The type of projects homeowners are taking on may help them skirt potential hang-ups when they decide to sell their homes, so long as they aren’t running into any permitting issues.
Zoning and permitting rules vary nationwide, but some homeowners may be required to get a pre-sale building inspection before putting their home on the market,” according to Pekel.
“Anything that was not done properly with the permit has to be brought up to code, or the house can’t be listed,” Pekel says. “If they chose to fly under the radar, it could eventually catch up to them.”
Not all work needs a permit, according to Pekel. He says projects that don’t affect anything structurally within a home might be acceptable.
“It can get very nuanced not only from state to state but also from county to county and city to city,” he says. “When we talk to DIYers, our guidance is always to check with your local building officials about restrictions first.”
While he predicted the DIY and remodeling activity surge to continue through a good chunk of 2021, Baker says spending will stabilize as things return “back to normal.”
The long-term benefits to the housing market may outweigh the short-term pitfalls, according to Baker.
“Keeping the existing housing stock in shape and structurally sound offers some opportunity for affordable homes to stay in the market rather than drop out as we’ve seen in the past,” he says. “Fixing up and maintaining older, affordable homes seems to be an important trend to keep the housing market as strong as we can.”
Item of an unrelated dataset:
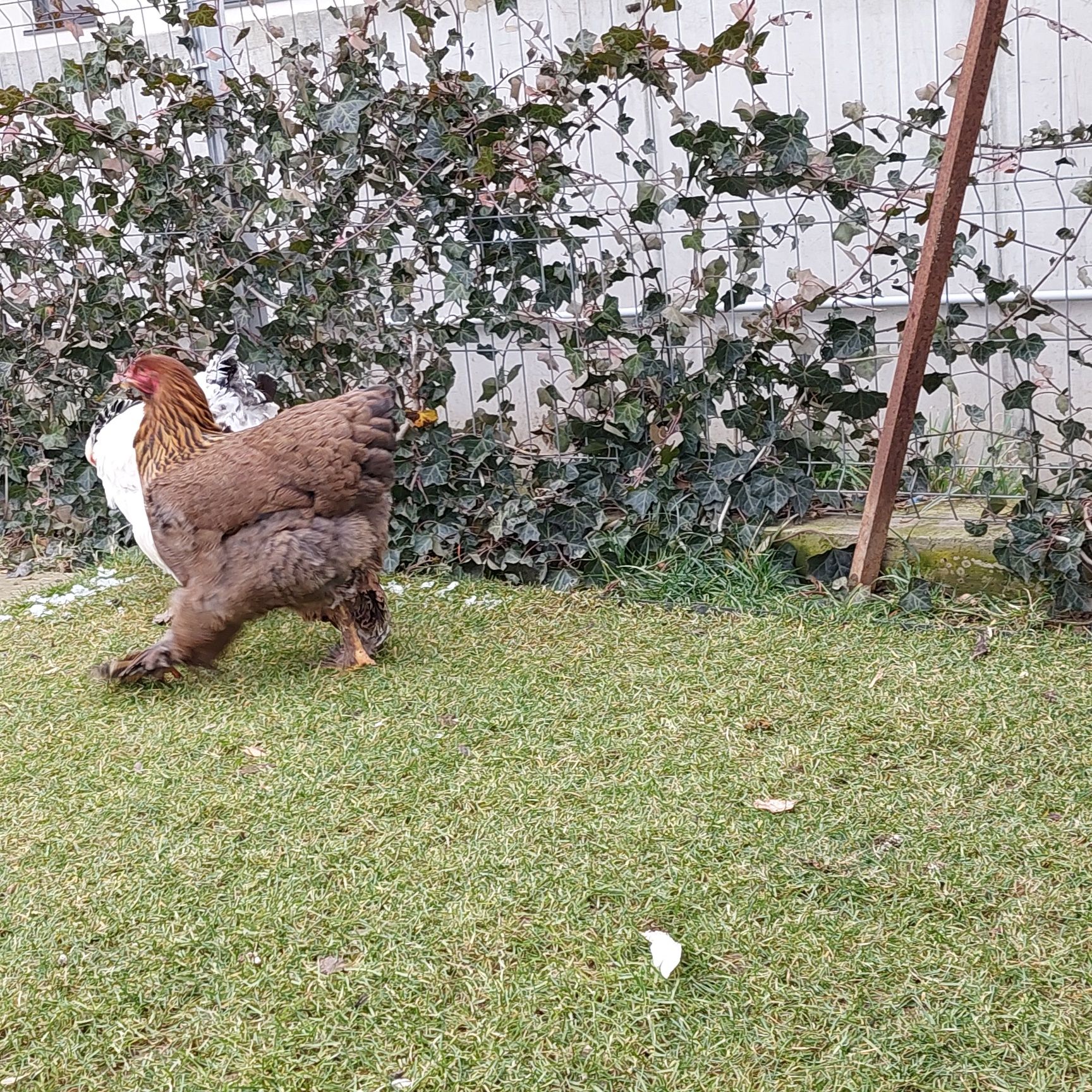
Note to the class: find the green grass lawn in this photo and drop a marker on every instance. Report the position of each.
(481, 827)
While they may not hit the market immediately, the surge in remodeling activity could also be a sign that some homeowners may be preparing for sales down the line, according to Dr. Jessica Lautz, NAR VP of Demographics and Behavioral Insights.
As people have lived in their homes longer than before, Lautz says that many sellers find that they need to upgrade their houses before placing them on the market.
“Buyers’ expectations have increased as they expect homes to look like what they see on TV shows now,” she says. “We have consistently seen from homebuyers that they really do want homes to look nice when they walk into them. If you remodel a home, it’s going to attract consumers and help it get sold faster down the line.”